Effect of N-acetylcysteine in COPD patients with different microsomal epoxide hydrolase genotypes
Received 23 December 2014
Accepted for publication 6 March 2015
Published 13 May 2015 Volume 2015:10(1) Pages 917—923
Checked for plagiarism Yes
Review by Single-blind
Peer reviewer comments 3
Editor who approved publication: Dr Richard Russell
Jian-Qing Zhang,1 Jia-Qiang Zhang,1 Hua Liu,2 Zhi-Huan Zhao,1 Li-Zhou Fang,1 Ling Liu,1 Wei-Ping Fu,1 Jing-Kui Shu,1 Jia-Gang Feng,1 Lu-Ming Dai1
1Department of Respiratory Critical Care Medicine, 2Department of Clinical Laboratory, First Affiliated Hospital of Kunming Medical University, Kunming, People’s Republic of China
Background: The role of the antioxidant N-acetylcysteine (NAC) in the treatment of chronic obstructive pulmonary disease (COPD) has not been clarified as yet. In early studies, we found that the proportion of smokers with COPD having extremely slow/slow microsomal epoxide hydrolase (EPHX1) enzyme activity is significantly higher than that in healthy smokers. The purpose of this study was to evaluate whether different EPHX1 enzyme activity is related to differential therapeutic effects of treatment with NAC in COPD.

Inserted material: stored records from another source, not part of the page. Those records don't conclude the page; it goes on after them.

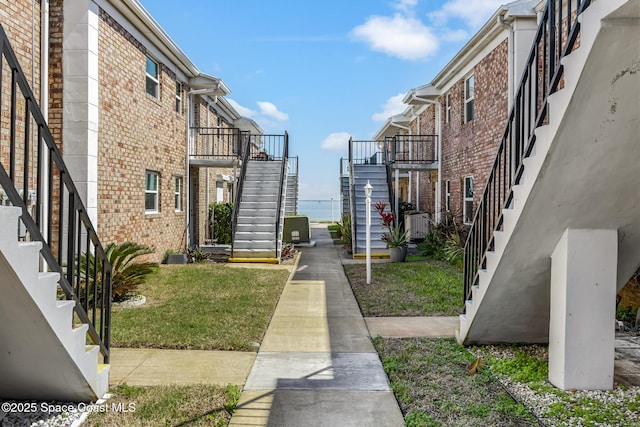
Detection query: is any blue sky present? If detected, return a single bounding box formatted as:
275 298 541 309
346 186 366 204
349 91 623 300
141 0 506 200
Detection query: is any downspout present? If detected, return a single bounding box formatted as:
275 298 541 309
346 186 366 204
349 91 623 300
40 0 49 271
184 91 193 248
413 95 442 223
497 13 515 111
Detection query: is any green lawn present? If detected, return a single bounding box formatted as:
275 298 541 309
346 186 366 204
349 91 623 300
345 257 462 316
111 264 288 351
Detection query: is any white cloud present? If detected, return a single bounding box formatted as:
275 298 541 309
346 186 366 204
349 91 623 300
320 132 351 152
371 93 407 122
429 0 505 28
351 14 438 60
257 101 289 122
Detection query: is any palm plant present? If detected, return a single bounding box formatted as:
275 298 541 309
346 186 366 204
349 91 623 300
78 242 158 302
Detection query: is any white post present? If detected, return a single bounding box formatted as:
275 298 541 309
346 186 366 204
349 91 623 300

Methods: A total of 219 patients with COPD were randomly allocated to an extremely slow/slow EPHX1 enzyme activity group (n=157) or a fast/normal EPHX1 enzyme activity group (n=62) according to their EPHX1 enzyme activity. Both groups were treated with NAC 600 mg twice daily for one year. The main study parameters, including forced expiratory volume in one second (FEV1), St George’s Respiratory Questionnaire (SGRQ), and yearly exacerbation rate, were measured at baseline and at 6-month intervals for one year.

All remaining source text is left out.